Remember emptying your bag on your bed or on your floor like you won the lotto?

Did you sort your riches too? Did you bag them separately? Did you hoard them until the snow melted and they grew stale?

What about candy trading? That’s the ultimate power trip. Especially if you have younger siblings; they–who don’t know the value of select items.

My oldest asks what I’ll give for his Butterfinger.

Yes, even though I am a Mom–the ultimate power figure–I am still subject to candy power. But I brandish it as well.

How?

Candy tax.

Haven’t heard of it?

Candy tax is what you impose for all the help you give on Halloween… basically things you do on other days for free: like fixing dinner, driving kids around town, tucking them in.

It can also be used in the days and weeks after Halloween as a penalty.

Talking back?

Candy tax.

Leaving your laundry on the floor?

Candy tax.

Fighting with your brother.

Candy tax.

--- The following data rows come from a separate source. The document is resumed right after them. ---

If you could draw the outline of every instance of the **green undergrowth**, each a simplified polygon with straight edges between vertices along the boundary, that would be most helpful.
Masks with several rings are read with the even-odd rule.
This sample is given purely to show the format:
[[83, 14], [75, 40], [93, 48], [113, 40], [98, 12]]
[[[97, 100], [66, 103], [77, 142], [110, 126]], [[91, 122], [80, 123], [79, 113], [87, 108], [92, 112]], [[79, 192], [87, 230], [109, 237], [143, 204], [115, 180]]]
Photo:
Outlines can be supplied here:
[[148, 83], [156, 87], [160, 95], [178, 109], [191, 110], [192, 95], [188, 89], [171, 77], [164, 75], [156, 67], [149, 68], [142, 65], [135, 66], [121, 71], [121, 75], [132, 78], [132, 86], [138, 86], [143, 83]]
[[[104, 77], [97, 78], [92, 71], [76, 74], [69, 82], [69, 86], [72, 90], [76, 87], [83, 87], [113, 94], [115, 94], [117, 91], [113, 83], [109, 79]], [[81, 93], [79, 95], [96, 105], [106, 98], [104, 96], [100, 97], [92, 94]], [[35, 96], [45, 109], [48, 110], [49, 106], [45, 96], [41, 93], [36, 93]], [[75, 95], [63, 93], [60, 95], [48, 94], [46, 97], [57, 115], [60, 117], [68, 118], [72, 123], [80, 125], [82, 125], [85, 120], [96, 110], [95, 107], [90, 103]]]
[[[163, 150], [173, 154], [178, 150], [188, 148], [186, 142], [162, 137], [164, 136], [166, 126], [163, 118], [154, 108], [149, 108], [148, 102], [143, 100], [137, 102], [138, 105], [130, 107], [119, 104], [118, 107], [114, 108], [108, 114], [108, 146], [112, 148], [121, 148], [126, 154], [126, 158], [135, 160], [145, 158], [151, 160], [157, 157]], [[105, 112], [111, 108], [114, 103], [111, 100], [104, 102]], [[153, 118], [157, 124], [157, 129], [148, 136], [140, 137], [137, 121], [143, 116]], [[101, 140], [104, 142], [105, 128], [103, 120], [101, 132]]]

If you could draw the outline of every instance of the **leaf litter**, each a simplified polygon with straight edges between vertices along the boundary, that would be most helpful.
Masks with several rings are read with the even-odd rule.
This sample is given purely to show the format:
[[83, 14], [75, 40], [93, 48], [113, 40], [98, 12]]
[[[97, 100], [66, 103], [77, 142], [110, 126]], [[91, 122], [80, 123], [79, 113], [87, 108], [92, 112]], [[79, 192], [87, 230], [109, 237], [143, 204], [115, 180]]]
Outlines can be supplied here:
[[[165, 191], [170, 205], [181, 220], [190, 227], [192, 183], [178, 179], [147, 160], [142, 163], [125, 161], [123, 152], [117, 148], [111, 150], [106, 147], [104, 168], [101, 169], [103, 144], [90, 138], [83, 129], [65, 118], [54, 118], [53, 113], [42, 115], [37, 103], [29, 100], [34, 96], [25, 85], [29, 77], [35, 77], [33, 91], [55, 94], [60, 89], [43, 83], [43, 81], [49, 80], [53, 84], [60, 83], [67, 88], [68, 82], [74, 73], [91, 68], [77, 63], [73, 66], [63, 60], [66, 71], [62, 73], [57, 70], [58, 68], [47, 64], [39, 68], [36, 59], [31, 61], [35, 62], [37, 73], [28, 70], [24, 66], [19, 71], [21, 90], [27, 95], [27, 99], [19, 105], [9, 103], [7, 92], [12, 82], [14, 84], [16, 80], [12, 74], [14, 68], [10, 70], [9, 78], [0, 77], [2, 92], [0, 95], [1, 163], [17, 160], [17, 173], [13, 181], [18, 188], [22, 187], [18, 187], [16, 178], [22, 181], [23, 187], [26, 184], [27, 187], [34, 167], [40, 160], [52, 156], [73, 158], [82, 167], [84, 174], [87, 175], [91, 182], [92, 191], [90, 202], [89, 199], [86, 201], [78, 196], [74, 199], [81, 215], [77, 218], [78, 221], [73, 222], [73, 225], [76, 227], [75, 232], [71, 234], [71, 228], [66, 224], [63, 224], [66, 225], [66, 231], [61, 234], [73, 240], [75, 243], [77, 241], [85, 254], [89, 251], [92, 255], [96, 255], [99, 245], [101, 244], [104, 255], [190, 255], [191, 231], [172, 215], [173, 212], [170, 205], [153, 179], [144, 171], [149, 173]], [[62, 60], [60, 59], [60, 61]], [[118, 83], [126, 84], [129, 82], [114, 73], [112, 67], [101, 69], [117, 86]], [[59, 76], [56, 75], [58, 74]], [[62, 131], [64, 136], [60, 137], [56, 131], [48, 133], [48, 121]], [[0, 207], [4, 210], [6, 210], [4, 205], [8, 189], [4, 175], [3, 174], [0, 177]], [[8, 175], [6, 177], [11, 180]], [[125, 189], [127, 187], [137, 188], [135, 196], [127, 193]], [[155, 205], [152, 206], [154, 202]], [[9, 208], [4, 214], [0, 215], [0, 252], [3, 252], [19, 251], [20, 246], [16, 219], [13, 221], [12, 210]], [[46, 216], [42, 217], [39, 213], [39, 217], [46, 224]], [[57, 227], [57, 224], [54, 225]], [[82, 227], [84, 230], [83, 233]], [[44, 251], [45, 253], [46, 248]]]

Times two!

Be creative, parents. The power is yours.

Right now I’m sitting in bed with all the leftover candy from what we gave out. I call out the favors I need, and kids magically arrive to do them–in exchange for something in the basket.

We negotiate…

No, taking my workout bag upstairs is not worth a Twix bar. I only have one.

What about two tootsie rolls and a mini Milky Way?

…There’s power in candy, people. Tap it.

(And don’t even tell me that you were raised by socialists who made you pour your hard-earned candy into a family bowl to be shared by all.)

Kelly Salasin, November 1, 2011

ps. I eat Fair Trade candy most every other day of the year; and often share.